SMS Notifier Template 1.0
1. Introduction
An SMS notifier service allows a URC client to send Short Message Service (SMS) messages through a service exposed on a URC target. The service abstracts away the details of the underlying mobile network connection, exposing a simple set of variables and commands that controllers can present in any modality the user prefers. The template is the SMS counterpart of the email notifier template and shares its general design: a controller composes a message, hands it to the service, and waits for confirmation that the message has been accepted by the underlying transport.
The SMS notifier is particularly useful in deployments where the URC target has access to a mobile network gateway but the controller does not. A wall-mounted URC controller in an assisted living apartment, for example, may have no direct cellular connection but can drive an SMS notifier service running on a cellular-equipped hub elsewhere in the building. The same controller can drive both the email notifier and the SMS notifier with substantially the same user interface, lowering the cognitive load on users who would otherwise have to learn two different applications.
2. Conformance
A service conforms to this specification if either of the following is true. First, the service’s user interface socket inherits from the template socket provided in section 3 of this document. Second, the service’s user interface socket description has all of the following characteristics:
- The socket description references the template socket through the Dublin Core
sourceelement<dc:source>. - The socket description contains all sets of the template socket in an unmodified form.
- All mandatory variables and commands defined by the template are present, with the cardinalities and data types specified by the template.
- Optional elements that the service implements are present in the form defined by the template.
3. Master Documents
The master documents for this template comprise the User Interface Socket Description in XML, the Resource Property file describing the template metadata, and the example Atomic Resources used in controller-rendered presentations. The master documents are stored in the openURC Resource Server and may be retrieved using the operations defined in Resource Server HTTP Interface 1.0.

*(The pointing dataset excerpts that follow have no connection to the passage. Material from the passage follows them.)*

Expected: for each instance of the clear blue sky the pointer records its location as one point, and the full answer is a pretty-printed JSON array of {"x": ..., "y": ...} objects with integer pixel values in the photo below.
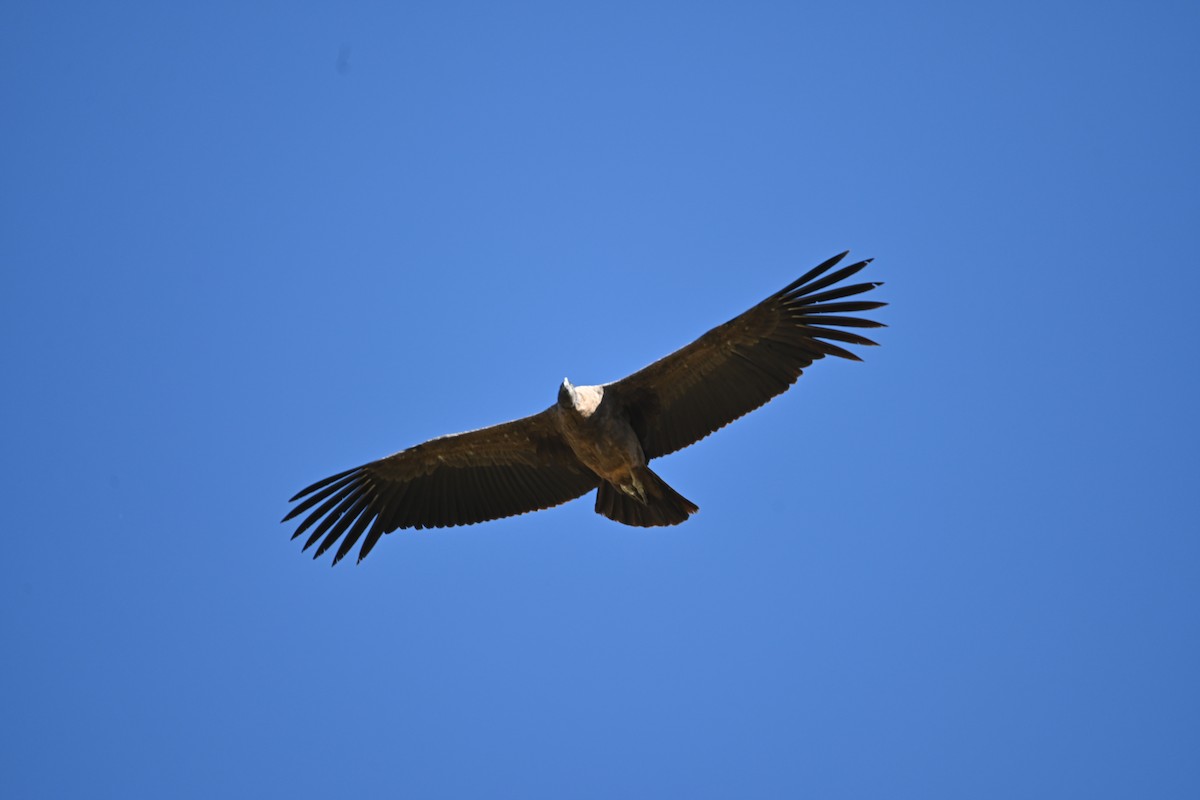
[{"x": 249, "y": 245}]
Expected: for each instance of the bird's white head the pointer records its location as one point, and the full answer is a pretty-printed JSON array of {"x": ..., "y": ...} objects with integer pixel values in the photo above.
[{"x": 567, "y": 394}]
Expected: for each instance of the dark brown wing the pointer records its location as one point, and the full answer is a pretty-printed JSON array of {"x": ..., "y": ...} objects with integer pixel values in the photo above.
[
  {"x": 456, "y": 480},
  {"x": 738, "y": 366}
]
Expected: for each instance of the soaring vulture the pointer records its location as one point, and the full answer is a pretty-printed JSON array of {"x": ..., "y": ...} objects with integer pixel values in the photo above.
[{"x": 597, "y": 437}]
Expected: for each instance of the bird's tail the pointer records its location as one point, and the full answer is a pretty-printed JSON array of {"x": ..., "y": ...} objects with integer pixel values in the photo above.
[{"x": 663, "y": 506}]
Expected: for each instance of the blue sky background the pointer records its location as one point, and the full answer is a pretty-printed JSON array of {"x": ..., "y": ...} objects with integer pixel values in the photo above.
[{"x": 249, "y": 245}]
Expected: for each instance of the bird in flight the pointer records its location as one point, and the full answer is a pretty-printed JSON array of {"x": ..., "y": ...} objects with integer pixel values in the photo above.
[{"x": 597, "y": 437}]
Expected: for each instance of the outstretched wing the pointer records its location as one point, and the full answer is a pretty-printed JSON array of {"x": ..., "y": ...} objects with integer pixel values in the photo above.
[
  {"x": 457, "y": 480},
  {"x": 738, "y": 366}
]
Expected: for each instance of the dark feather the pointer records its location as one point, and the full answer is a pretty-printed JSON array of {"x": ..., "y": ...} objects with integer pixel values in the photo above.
[{"x": 738, "y": 366}]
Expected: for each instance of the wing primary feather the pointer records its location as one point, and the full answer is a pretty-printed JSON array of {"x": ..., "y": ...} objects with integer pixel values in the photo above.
[
  {"x": 369, "y": 515},
  {"x": 833, "y": 277},
  {"x": 844, "y": 307},
  {"x": 311, "y": 500},
  {"x": 839, "y": 336},
  {"x": 811, "y": 274},
  {"x": 322, "y": 482},
  {"x": 343, "y": 522},
  {"x": 325, "y": 507},
  {"x": 334, "y": 516},
  {"x": 844, "y": 322},
  {"x": 840, "y": 292}
]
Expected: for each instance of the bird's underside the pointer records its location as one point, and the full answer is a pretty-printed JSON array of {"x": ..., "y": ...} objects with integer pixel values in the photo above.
[{"x": 597, "y": 437}]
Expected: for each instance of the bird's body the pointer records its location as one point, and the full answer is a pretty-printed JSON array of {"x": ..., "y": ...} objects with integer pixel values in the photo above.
[{"x": 595, "y": 437}]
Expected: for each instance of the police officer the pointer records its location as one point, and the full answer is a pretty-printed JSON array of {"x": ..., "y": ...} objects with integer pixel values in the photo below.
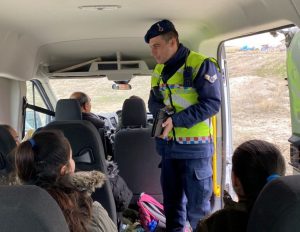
[{"x": 187, "y": 82}]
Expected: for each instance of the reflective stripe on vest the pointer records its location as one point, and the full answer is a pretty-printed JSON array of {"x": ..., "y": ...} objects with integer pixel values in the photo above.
[{"x": 182, "y": 98}]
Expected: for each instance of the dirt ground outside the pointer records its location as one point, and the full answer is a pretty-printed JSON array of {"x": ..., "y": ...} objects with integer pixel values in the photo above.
[{"x": 260, "y": 103}]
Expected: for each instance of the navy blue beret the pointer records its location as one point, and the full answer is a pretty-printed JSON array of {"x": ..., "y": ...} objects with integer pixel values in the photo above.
[{"x": 159, "y": 28}]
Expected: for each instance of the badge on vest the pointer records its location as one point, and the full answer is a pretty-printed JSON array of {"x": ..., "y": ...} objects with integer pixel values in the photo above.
[{"x": 211, "y": 79}]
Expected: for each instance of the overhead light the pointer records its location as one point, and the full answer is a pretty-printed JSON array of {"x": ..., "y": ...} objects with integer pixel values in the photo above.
[{"x": 99, "y": 7}]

The socket description defines two input variables for composing an SMS message: recipient (a single mobile phone number in E.164 format) and message (a text string of up to 160 characters for single-segment messages, or longer for multi-segment messages where supported). It defines a single command, send, which submits the message to the underlying SMS gateway. The socket description defines two notifications: sent, which fires when the message is accepted by the gateway, and error, which fires when the message cannot be sent and carries an error code identifying the failure mode (invalid recipient, gateway unreachable, message too long, or insufficient credit).
4. References
- [ISO/IEC 24752-1] — ISO/IEC 24752-1:2014, Information Technology — User Interfaces — Universal Remote Console — Part 1: Framework.
- [ISO/IEC 24752-2] — ISO/IEC 24752-2:2014, Part 2: User Interface Socket Description.
- [ISO/IEC 24752-4] — ISO/IEC 24752-4:2014, Part 4: Target Description.
- [ISO/IEC 24752-5] — ISO/IEC 24752-5:2014, Part 5: Resource Description.
- [RES-SERV-HTTP] — Resource Server HTTP Interface 1.0, openURC Alliance, March 2014.
- [E.164] — ITU-T Recommendation E.164, The international public telecommunication numbering plan.